The cause of death was all too apparent. Luc Metzger had been struck from behind with great force by an unidentified blunt object. His bicycle lay on the side of the road, his body crumpled next to it, half in and half out of the shallow ditch. Had he been on his bike when he was hit? Had death been mercifully instant? He was a simple man. Salt of the earth. Who could have had reason to kill him? Or could it have been an accident after all? Or a case of mistaken identity?
I found myself remembering back to his parting from his wife, Hester. How he’d calmed her fears of the moment. What would his poor wife think when she heard the news? Who would tell her?
So many questions.
Tom snapped his pocket notebook shut. “If no one has anything else to add, then you’re free to go. I will ask you all to come down to the station in the morning to file a formal statement.”
“Excuse me, Officer.” An older gentleman with a full, grizzled beard broke in. “Tomorrow is Sunday.”
“Yes?”
“We will be at worship tomorrow morning.”
“Oh.” Ill-at-ease was a look Tom did not wear well. It clashed with his gunbelt. “Oh, of course. Monday, then.”

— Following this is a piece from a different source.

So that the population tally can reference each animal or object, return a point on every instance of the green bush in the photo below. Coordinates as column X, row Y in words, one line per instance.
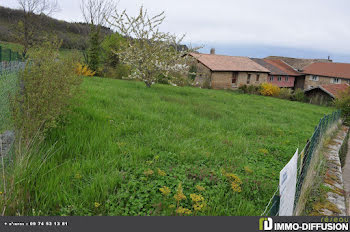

“Monday we will be hard at work on our farms. Our ways, you see, are very different from the lives you choose. Our families and our farms are our only priorities. That is our way. We do not live in your world, and do not wish to.”
Nonplussed, Tom cleared his throat. “Well, I appreciate that, sir, but a crime has been committed. It seems that, whether you wanted it to happen or not, your world and mine have collided. It’s not something anyone would have wished to happen, and yet it has. I would think that, under these circumstances, you can see that special sacrifices might be required.”